その話は軽く…(笑)。実は、もともとは『ロケットマン』の企画が先にあって、その準備をしていたところに、『ボヘミアン・ラプソディ』が難航しているということで、急きょ呼ばれたわけです。それで自分なりに全力を尽くしていい作品に仕上げようとは思いましたが、やはり『ロケットマン』のことが気になっていました(笑)。これは裏話になりますが、5年ほど前に『ボヘミアン・ラプソディ』の監督のオファーがありましたが頓挫しました。それで何か音楽物をやりたいと考えて『ロケットマン』に取り組んでいました。ですから、意図的にミュージシャンの映画を続けて撮ったわけではありません。

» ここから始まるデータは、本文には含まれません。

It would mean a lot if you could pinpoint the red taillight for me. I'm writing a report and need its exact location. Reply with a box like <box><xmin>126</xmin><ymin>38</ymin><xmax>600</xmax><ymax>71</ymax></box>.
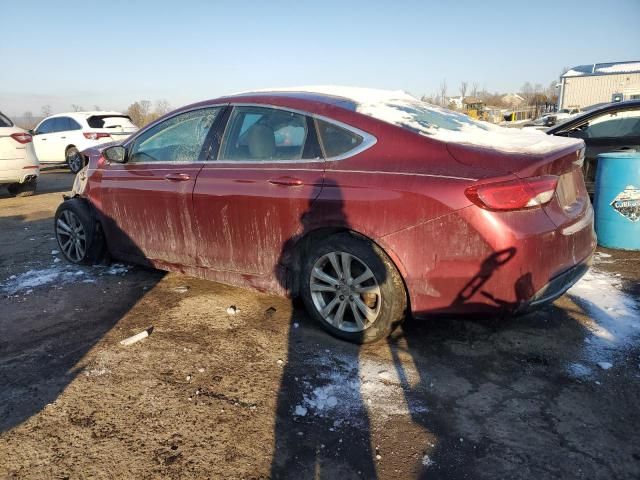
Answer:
<box><xmin>464</xmin><ymin>175</ymin><xmax>558</xmax><ymax>210</ymax></box>
<box><xmin>11</xmin><ymin>133</ymin><xmax>31</xmax><ymax>145</ymax></box>
<box><xmin>82</xmin><ymin>132</ymin><xmax>111</xmax><ymax>140</ymax></box>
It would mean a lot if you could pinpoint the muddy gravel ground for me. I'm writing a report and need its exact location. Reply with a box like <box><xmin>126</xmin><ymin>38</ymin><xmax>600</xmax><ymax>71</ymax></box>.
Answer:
<box><xmin>0</xmin><ymin>170</ymin><xmax>640</xmax><ymax>479</ymax></box>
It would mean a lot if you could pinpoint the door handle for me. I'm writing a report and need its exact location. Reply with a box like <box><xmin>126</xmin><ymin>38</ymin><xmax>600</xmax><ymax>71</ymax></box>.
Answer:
<box><xmin>164</xmin><ymin>173</ymin><xmax>191</xmax><ymax>182</ymax></box>
<box><xmin>269</xmin><ymin>177</ymin><xmax>304</xmax><ymax>187</ymax></box>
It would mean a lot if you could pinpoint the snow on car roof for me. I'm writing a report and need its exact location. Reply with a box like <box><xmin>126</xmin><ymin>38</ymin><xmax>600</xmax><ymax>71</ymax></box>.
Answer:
<box><xmin>252</xmin><ymin>85</ymin><xmax>582</xmax><ymax>154</ymax></box>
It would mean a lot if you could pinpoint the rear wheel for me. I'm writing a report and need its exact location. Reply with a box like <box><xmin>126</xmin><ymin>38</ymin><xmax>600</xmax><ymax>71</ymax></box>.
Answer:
<box><xmin>7</xmin><ymin>178</ymin><xmax>38</xmax><ymax>197</ymax></box>
<box><xmin>55</xmin><ymin>198</ymin><xmax>105</xmax><ymax>264</ymax></box>
<box><xmin>301</xmin><ymin>233</ymin><xmax>407</xmax><ymax>343</ymax></box>
<box><xmin>64</xmin><ymin>147</ymin><xmax>84</xmax><ymax>173</ymax></box>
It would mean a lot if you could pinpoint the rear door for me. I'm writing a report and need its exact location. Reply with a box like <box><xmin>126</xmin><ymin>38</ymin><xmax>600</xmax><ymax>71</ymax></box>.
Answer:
<box><xmin>33</xmin><ymin>117</ymin><xmax>58</xmax><ymax>162</ymax></box>
<box><xmin>100</xmin><ymin>107</ymin><xmax>224</xmax><ymax>265</ymax></box>
<box><xmin>0</xmin><ymin>113</ymin><xmax>18</xmax><ymax>160</ymax></box>
<box><xmin>193</xmin><ymin>105</ymin><xmax>325</xmax><ymax>275</ymax></box>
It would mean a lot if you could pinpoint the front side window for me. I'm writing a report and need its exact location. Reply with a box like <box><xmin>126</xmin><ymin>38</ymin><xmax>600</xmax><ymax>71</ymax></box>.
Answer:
<box><xmin>219</xmin><ymin>107</ymin><xmax>321</xmax><ymax>161</ymax></box>
<box><xmin>129</xmin><ymin>107</ymin><xmax>221</xmax><ymax>163</ymax></box>
<box><xmin>581</xmin><ymin>110</ymin><xmax>640</xmax><ymax>138</ymax></box>
<box><xmin>318</xmin><ymin>120</ymin><xmax>364</xmax><ymax>159</ymax></box>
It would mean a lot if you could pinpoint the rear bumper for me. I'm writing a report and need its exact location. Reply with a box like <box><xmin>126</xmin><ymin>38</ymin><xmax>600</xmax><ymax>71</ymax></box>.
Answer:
<box><xmin>521</xmin><ymin>253</ymin><xmax>593</xmax><ymax>311</ymax></box>
<box><xmin>385</xmin><ymin>203</ymin><xmax>596</xmax><ymax>317</ymax></box>
<box><xmin>0</xmin><ymin>167</ymin><xmax>40</xmax><ymax>184</ymax></box>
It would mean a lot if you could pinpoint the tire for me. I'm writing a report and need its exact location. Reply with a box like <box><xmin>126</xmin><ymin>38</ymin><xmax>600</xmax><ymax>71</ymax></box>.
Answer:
<box><xmin>64</xmin><ymin>147</ymin><xmax>85</xmax><ymax>174</ymax></box>
<box><xmin>53</xmin><ymin>198</ymin><xmax>106</xmax><ymax>265</ymax></box>
<box><xmin>300</xmin><ymin>233</ymin><xmax>407</xmax><ymax>344</ymax></box>
<box><xmin>7</xmin><ymin>179</ymin><xmax>38</xmax><ymax>197</ymax></box>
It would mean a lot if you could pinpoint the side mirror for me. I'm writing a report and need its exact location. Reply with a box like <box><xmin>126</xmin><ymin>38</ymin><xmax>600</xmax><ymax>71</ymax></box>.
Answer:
<box><xmin>102</xmin><ymin>145</ymin><xmax>127</xmax><ymax>163</ymax></box>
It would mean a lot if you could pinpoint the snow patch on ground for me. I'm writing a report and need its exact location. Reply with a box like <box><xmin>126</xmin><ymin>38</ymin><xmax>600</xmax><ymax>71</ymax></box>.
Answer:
<box><xmin>0</xmin><ymin>266</ymin><xmax>89</xmax><ymax>295</ymax></box>
<box><xmin>567</xmin><ymin>266</ymin><xmax>640</xmax><ymax>377</ymax></box>
<box><xmin>0</xmin><ymin>258</ymin><xmax>130</xmax><ymax>295</ymax></box>
<box><xmin>292</xmin><ymin>355</ymin><xmax>428</xmax><ymax>428</ymax></box>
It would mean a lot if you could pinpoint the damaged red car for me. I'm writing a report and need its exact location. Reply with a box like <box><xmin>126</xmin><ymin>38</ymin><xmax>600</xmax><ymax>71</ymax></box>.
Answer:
<box><xmin>55</xmin><ymin>87</ymin><xmax>596</xmax><ymax>343</ymax></box>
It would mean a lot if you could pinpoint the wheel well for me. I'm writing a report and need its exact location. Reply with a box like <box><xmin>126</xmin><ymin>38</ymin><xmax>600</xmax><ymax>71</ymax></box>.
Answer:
<box><xmin>284</xmin><ymin>227</ymin><xmax>410</xmax><ymax>304</ymax></box>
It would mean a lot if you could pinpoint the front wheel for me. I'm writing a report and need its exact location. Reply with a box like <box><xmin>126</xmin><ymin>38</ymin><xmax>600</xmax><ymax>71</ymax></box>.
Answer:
<box><xmin>55</xmin><ymin>198</ymin><xmax>106</xmax><ymax>265</ymax></box>
<box><xmin>301</xmin><ymin>233</ymin><xmax>407</xmax><ymax>343</ymax></box>
<box><xmin>65</xmin><ymin>147</ymin><xmax>84</xmax><ymax>173</ymax></box>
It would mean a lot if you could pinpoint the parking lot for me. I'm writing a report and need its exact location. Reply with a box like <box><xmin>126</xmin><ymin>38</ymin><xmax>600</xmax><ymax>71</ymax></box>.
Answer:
<box><xmin>0</xmin><ymin>170</ymin><xmax>640</xmax><ymax>479</ymax></box>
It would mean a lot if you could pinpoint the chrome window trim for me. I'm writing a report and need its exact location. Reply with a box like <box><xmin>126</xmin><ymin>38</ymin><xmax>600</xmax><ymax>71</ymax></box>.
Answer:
<box><xmin>215</xmin><ymin>102</ymin><xmax>378</xmax><ymax>164</ymax></box>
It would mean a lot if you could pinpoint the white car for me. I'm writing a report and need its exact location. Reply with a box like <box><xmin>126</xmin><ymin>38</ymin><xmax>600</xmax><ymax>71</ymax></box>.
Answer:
<box><xmin>32</xmin><ymin>112</ymin><xmax>138</xmax><ymax>173</ymax></box>
<box><xmin>0</xmin><ymin>112</ymin><xmax>40</xmax><ymax>197</ymax></box>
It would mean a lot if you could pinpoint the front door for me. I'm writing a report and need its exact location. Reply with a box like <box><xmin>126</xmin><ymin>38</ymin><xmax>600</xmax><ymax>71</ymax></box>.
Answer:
<box><xmin>193</xmin><ymin>106</ymin><xmax>325</xmax><ymax>275</ymax></box>
<box><xmin>100</xmin><ymin>107</ymin><xmax>223</xmax><ymax>265</ymax></box>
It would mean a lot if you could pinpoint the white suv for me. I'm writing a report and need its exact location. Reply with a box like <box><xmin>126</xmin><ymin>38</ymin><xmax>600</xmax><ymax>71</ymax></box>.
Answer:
<box><xmin>33</xmin><ymin>112</ymin><xmax>138</xmax><ymax>173</ymax></box>
<box><xmin>0</xmin><ymin>112</ymin><xmax>40</xmax><ymax>197</ymax></box>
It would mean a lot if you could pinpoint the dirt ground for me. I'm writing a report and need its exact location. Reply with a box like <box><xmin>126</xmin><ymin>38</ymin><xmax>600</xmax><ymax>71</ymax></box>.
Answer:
<box><xmin>0</xmin><ymin>170</ymin><xmax>640</xmax><ymax>479</ymax></box>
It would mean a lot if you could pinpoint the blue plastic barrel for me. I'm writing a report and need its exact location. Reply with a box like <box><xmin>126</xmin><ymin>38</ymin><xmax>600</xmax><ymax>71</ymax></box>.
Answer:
<box><xmin>594</xmin><ymin>151</ymin><xmax>640</xmax><ymax>250</ymax></box>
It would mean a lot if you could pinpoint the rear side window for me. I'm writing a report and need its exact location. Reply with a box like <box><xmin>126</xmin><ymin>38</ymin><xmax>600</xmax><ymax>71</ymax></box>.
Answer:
<box><xmin>129</xmin><ymin>107</ymin><xmax>221</xmax><ymax>163</ymax></box>
<box><xmin>53</xmin><ymin>117</ymin><xmax>81</xmax><ymax>132</ymax></box>
<box><xmin>317</xmin><ymin>120</ymin><xmax>364</xmax><ymax>159</ymax></box>
<box><xmin>87</xmin><ymin>115</ymin><xmax>135</xmax><ymax>128</ymax></box>
<box><xmin>219</xmin><ymin>107</ymin><xmax>322</xmax><ymax>161</ymax></box>
<box><xmin>0</xmin><ymin>113</ymin><xmax>13</xmax><ymax>127</ymax></box>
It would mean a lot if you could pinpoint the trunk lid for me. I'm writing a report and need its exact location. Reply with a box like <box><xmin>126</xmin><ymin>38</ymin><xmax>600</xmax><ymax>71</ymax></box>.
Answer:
<box><xmin>0</xmin><ymin>127</ymin><xmax>26</xmax><ymax>160</ymax></box>
<box><xmin>447</xmin><ymin>139</ymin><xmax>593</xmax><ymax>230</ymax></box>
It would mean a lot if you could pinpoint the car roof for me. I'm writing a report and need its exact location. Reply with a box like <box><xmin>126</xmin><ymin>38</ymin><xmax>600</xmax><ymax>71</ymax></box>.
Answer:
<box><xmin>45</xmin><ymin>110</ymin><xmax>127</xmax><ymax>120</ymax></box>
<box><xmin>546</xmin><ymin>100</ymin><xmax>640</xmax><ymax>135</ymax></box>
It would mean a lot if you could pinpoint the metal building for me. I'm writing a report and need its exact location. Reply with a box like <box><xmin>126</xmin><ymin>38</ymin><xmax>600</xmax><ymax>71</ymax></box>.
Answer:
<box><xmin>558</xmin><ymin>61</ymin><xmax>640</xmax><ymax>109</ymax></box>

『ボヘミアン・ラプソディ』の場合は、自分が関わった時点ですでに脚本が出来上がっていました。その構成は、第三者の立場から「クイーンが成功しました。来日しました。世界ツアーに出ました。ライブエイドがありました…」というふうに、時系列に沿って描いていくものでした。今回はそうした客観的なものではなく、エルトンの人生を、その浮き沈みも含めて、彼自身の視点で振り返るという構成です。となると、ミュージカルの方が表現しやすいのではないかと考えました。そこから始まったことですが、そもそもエルトンは、音楽の天才であり、型破りな創造性の持ち主であり、規格外の人です。ですから単に出来事を追うのではなく、そんな彼の人となりや、内面、そしてソウル(魂)にフォーカスしたかったのです。そういう意味でもミュージカルという表現が最も適していると思いました。
まず、彼は一緒に仕事をしていてとても楽しい人です。ものの考え方や価値観など、互いに通じ合える部分がたくさんあります。私自身が俳優だったこともあり、多くを語らなくても通じ合えるところがあります。また、私の監督としてのスタイルを理解した上で、私が行き詰まったり、自信を失くしているときには励ましてくれたり、支えてくれたりもする素晴らしい友でもあります。実は、監督と主演俳優は、それぞれの立場で映画を背負っているので、プレッシャーがあり、孤立している部分もあるので、とても孤独なポジションにいます。ですから、互いに励まし合ったり、鼓舞し合えるような関係は大切なのです。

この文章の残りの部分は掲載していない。